Сердце у нее забилось, она осторожно спросила:
— У тебя часто бывают кошмары?
Не поворачиваясь, он резко ответил:
— Нет.
Она была уверена, что он не скажет ей правды.
— Шон, тюрьма, в которой ты сидел, была в Дрохеде?
Он скрестил руки на груди.
— К югу от Дрохеды. Что ты пытаешься сказать?
— Просто я подумала, если ты сидел в ней два года… Где ты жил первые два года до тюрьмы?
— Я был… В одной деревне… Ты не знаешь, где это.

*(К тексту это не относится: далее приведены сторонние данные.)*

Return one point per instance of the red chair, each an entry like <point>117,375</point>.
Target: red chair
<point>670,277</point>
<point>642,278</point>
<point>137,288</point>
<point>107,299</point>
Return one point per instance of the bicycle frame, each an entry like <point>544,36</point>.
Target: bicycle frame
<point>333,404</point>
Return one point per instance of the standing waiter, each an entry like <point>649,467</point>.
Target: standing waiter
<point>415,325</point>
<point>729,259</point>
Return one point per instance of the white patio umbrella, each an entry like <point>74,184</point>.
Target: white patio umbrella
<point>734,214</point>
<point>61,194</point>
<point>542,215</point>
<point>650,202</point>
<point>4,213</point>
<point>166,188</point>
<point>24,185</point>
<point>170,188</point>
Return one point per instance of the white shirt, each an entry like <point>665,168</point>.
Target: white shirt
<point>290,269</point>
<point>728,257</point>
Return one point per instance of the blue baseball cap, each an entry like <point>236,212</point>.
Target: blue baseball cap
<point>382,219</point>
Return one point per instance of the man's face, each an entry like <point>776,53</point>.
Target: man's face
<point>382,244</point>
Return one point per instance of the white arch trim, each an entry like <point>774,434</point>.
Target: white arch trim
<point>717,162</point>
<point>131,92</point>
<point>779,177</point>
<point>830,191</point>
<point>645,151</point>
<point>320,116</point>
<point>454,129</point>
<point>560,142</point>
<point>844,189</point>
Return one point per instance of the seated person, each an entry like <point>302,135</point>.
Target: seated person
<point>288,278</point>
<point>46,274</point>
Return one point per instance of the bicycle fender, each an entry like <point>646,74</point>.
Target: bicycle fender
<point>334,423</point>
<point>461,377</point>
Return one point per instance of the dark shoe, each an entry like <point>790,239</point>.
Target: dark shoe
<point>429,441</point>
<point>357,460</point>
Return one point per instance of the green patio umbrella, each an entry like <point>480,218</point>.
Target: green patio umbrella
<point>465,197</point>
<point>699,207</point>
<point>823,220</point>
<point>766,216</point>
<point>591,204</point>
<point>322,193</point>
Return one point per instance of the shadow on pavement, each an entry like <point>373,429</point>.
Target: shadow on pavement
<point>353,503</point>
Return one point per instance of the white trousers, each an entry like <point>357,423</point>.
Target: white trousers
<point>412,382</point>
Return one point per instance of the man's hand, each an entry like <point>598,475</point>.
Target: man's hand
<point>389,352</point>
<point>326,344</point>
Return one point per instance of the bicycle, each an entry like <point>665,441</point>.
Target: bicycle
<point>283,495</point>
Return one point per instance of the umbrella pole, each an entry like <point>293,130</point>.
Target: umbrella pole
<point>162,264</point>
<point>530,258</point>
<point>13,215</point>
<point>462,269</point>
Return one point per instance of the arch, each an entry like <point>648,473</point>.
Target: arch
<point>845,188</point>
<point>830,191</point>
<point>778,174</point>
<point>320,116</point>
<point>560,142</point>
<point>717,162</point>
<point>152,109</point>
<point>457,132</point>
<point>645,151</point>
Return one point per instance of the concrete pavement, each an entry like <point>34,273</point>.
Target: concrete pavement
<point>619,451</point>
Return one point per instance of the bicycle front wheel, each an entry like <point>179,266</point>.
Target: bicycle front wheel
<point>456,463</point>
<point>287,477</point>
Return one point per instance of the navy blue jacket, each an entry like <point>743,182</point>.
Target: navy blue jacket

Он явно не желал обсуждать свою жизнь до тюрьмы.
— Но я подумала…
— Так что ты хотела узнать? — Он смотрел холодным, чужим взглядом.
— Ты… все понимаешь.
— Понятия не имею, о чем ты.
— Но тебя не было четыре года! И половину ты провел в тюрьме. Что ты делал первые два года?
— Ты должна прекратить меня допрашивать.
— Но почему ты не хочешь рассказать?
Он покачал головой.
— Почему?! — крикнула она.
— Тебе не понравится мой ответ! — вдруг взорвался он. Она и сама это понимала. С того самого момента, как услышала его крик во сне и имя другой женщины.
— Ты жил с Пег.
— Хватит! — прервал он. — Я больше не желаю говорить.
— Ты был с ней? Есть другая женщина в твоей жизни? — Она была потрясена.
— Я хотел им помочь… Тебе не понять! — крикнул он в отчаянии. — Ты продолжаешь шпионить за мной. Подсматривать, даже когда я сплю. Когда ты прекратишь?
Он провел два года, помогая другой женщине? Помогал в чем? Эль была потрясена. Шон, кажется, немного успокоился и, помолчав, глухо сказал:
— Это не имеет теперь значения, Эль. Ты отправишься домой, к Синклеру. Я поплыву в Америку.
— Нет, имеет! — возразила она и схватила его за руку. — Ты любил ее?
Он поморщился.
И она поняла, что ее страхи и опасения оправданны.
— Нет, — прозвучал ответ, — не любил.